Against the Grain eBook

This eBook from the Gutenberg Project consists of approximately 198 pages of information about Against the Grain.

Against the Grain eBook

This eBook from the Gutenberg Project consists of approximately 198 pages of information about Against the Grain.

Like Balzac who was wont to scribble on many sheets of paper so as to put himself in a mood for work, Des Esseintes felt the necessity of steadying his hand by several initial and unimportant experiments.  Desiring to create heliotrope, he took down bottles of vanilla and almond, then changed his idea and decided to experiment with sweet peas.

He groped for a long time, unable to effect the proper combinations, for orange is dominant in the fragrance of this flower.  He attempted several combinations and ended in achieving the exact blend by joining tuberose and rose to orange, the whole united by a drop of vanilla.

His hesitation disappeared.  He felt alert and ready for work; now he made some tea by blending cassie with iris, then, sure of his technique, he decided to proceed with a fulminating phrase whose thunderous roar would annihilate the insidious odor of almond still hovering over his room.

He worked with amber and with Tonkin musk, marvelously powerful; with patchouli, the most poignant of vegetable perfumes whose flower, in its habitat, wafts an odor of mildew.  Try what he would, the eighteenth century obsessed him; the panier robes and furbelows appeared before his eyes; memories of Boucher’s Venus haunted him; recollections of Themidor’s romance, of the exquisite Rosette pursued him.  Furious, he rose and to rid himself of the obsession, with all his strength he inhaled that pure essence of spikenard, so dear to Orientals and so repulsive to Europeans because of its pronounced odor of valerian.  He was stunned by the violence of the shock.  As though pounded by hammer strokes, the filigranes of the delicate odor disappeared; he profited by the period of respite to escape the dead centuries, the antiquated fumes, and to enter, as he formerly had done, less limited or more recent works.
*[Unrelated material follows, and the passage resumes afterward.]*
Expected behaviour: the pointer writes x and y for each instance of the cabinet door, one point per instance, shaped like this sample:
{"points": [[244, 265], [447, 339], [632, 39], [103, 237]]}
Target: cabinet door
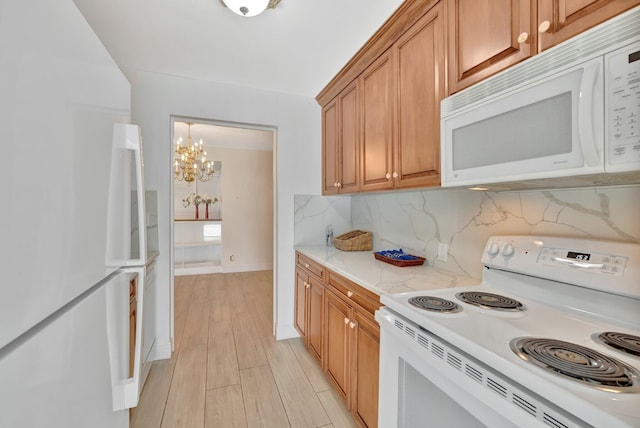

He had of old loved to lull himself with perfumes.  He used effects analogous to those of the poets, and employed the admirable order of certain pieces of Baudelaire, such as Irreparable and le Balcon, where the last of the five lines composing the strophe is the echo of the first verse and returns, like a refrain, to steep the soul in infinite depths of melancholy and languor.

He strayed into reveries evoked by those aromatic stanzas, suddenly brought to his point of departure, to the motive of his meditation, by the return of the initial theme, reappearing, at stated intervals, in the fragrant orchestration of the poem.

He actually wished to saunter through an astonishing, diversified landscape, and he began with a sonorous, ample phrase that suddenly opened a long vista of fields for him.

With his vaporizers, he injected an essence formed of ambrosia, lavender and sweet peas into this room; this formed an essence which, when distilled by an artist, deserves the name by which it is known:  “extract of wild grass”; into this he introduced an exact blend of tuberose, orange flower and almond, and forthwith artificial lilacs sprang into being, while the linden-trees rustled, their thin emanations, imitated by extract of London tilia, drooping earthward.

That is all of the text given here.